- long ciabatta loaf, sliced in half lengthways
- 3 tablespoons olive oil
- 1 teaspoon balsamic vinegar
- 1 teaspoon grainy or Dijon mustard
- 3 teaspoons green pesto
- 2 big handfuls of rocket or spinach
- 250g roasted red pepper from a jar
- 4-6 sun dried tomatoes, finely sliced
- 125g ball mozzarella, cut into slices
- 50g Parmesan, grated
- 6 slices of roasted ham
- Slice the ciabatta loaf in half lengthways and heat the oven to 200C/180C fan/gas 6.
- Put the ciabatta loaf halves, crust-side down, on a large baking tray and drizzle with a little olive oil. Pop them in the oven for a few mins until just golden and lightly toasted.
- Put the olive oil, balsamic vinegar, mustard and pesto in a bowl, then whisk them together with a fork.
- Remove the toasted ciabatta halves from the tray and drizzle the bottom slice with about half of the dressing.
- Arrange the rest of the ingredients in layers. Start with the rocket or spinach, then the pepper, sundried tomatoes, mozzarella and parmesan and ham.
- Drizzle over the rest of the dressing and pop the other slice of ciabatta on top.

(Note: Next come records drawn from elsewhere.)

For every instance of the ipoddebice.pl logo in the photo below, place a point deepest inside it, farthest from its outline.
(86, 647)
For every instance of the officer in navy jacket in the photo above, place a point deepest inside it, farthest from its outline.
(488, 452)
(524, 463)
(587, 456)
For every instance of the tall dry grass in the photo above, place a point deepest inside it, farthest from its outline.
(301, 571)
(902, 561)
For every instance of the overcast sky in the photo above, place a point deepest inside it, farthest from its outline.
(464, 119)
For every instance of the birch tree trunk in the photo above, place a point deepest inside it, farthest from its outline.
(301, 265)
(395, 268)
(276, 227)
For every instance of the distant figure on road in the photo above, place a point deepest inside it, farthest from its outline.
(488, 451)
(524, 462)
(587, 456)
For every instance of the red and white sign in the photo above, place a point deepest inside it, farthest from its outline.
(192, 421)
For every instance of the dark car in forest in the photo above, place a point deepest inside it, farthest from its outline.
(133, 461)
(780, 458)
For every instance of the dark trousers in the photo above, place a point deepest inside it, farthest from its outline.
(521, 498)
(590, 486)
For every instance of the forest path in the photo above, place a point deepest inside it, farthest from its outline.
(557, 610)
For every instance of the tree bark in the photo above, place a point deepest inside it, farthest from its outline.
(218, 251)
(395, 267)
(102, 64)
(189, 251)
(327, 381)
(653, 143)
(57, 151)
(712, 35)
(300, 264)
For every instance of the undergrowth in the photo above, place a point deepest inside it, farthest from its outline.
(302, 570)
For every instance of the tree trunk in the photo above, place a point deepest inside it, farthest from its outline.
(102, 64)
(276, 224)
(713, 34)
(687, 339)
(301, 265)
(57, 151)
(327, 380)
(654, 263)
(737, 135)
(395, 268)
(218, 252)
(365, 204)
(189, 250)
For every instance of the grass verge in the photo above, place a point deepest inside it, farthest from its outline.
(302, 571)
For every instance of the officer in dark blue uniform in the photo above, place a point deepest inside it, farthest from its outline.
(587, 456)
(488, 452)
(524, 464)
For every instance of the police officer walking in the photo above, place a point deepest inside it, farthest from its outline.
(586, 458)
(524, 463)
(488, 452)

- Press down on the sandwich to squash all the layers together.
- Wrap the sandwich in baking parchment and tie it together with a couple of pieces of string.
- Place a heavy baking tray on top of your sandwich and top it with weights or cookbooks. Pop it all in the fridge overnight or until you are ready to eat it. Cut and serve in slices for the perfect picnic snack.